L’aveva promesso, l’ha fatto. La trasmissione verrà vista in tutta Italia rimbalzando su una rete di televisioni territoriali, in buona sostanza Michele Santoro sfrutterà lo stesso agile trampolino che trent’anni fa lanciò sua Emittenza nelle case e nelle testoline degli italiani. In più, nel XXI secolo c’è anche il web. Oltre al sito stesso del programma (serviziopubblico.it), infatti, le puntate si potranno vedere anche sui siti di Corriere, Repubblica e il Fatto, mentre giocherellando con la diretta streaming su Facebook gli spettatori saranno chiamati anche a votare on-line interagendo direttamente con gli ospiti in studio (la diretta radiofonica invece se l’è assicurata Radio Capital).
Insomma ce n’è di che per parlare di esperimento unico nel suo genere, destinato forse a rivoluzionare il concetto stesso di programma televisivo, anche se la scaletta della prima puntata, o meglio l’«esclusiva», in fondo restituisce una sensazione di déjà vu poco elettrizzante – ma in questi casi conta lo share per cui probabilmente ha sempre ragione Santoro.
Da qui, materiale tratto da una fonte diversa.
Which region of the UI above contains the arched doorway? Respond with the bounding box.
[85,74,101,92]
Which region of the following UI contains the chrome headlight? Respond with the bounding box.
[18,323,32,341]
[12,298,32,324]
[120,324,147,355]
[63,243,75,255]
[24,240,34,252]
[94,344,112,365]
Il piatto forte della prima puntata sarebbe un’intervista a Chiara Danese, la 19enne che si è costituita parte civile al processo sulle «notti di Arcore» che vede imputati Emilio Fede, Lele Mora e Nicole Minetti. Si parlerà naturalmente anche di default e di (improbabili) vie d’uscita con governi tecnici o elezioni anticipate, il tutto per una puntata-evento intitolata «Azzerare la casta» (curioso allora che l’analisi politica venga affidata a Paolo Mieli, oggi direttore Rcs Libri). Più in linea con il tema gli inteventi «a sorpresa» di Gian Antonio Stella e Sergio Rizzo, i due giornalisti del Corriere che con il tormentone sui mancati tagli ai privilegi della casta da anni mettono gli italiani di fronte al fatto compiuto, generando un senso di intollerabile ingiustizia che non trova sfogo se non nella frustrazione impotente di chi sa le cose, perchè è informato, ma non sa come uscirne. Morale: Michele Santoro, o l’informazione libera, è pericolosa per tutti, non solo per Berlusconi.
Al di là della questione politica, c’è poi chi sottolinea l’aspetto solo apparentemente tecnico della faccenda, come Sandro Parenzo, il patron di TeleLombardia, la società di produzione del programma. «Un’emittente televisiva in media per ogni regione, più quelle che potenzialmente potranno mettersi in gioco strada facendo – spiega – lanciano una vera e propria sfida: dimostrare che stringendosi insieme in una sorta di network possono dare vita ad una copertura nazionale e reggere la portata di un programma come questo. Potrebbe rappresentare una vera e propria innovazione in grado di rivoluzionare le modalità di fare comunicazione televisiva».
L’unione fa la forza, sembra la scoperta dell’acqua calda e invece potrebbe essere una lezione per tutti coloro che vogliono vivere di informazione. E parlare di post-televisione oggi significa cominciare ad immaginare il superamento del duopolio Rai-Mediaset.
Se l’esperimento funzionerà , contrariamente a quanto desidera l’Idv che ha scritto una lettera per chiedere alla Rai di richiamare il suo uomo di punta, forse Santoro avrà meno voglia di tornare il quel servizio pubblico pagato dai cittadini, forse anche per avere un’informazione più decente.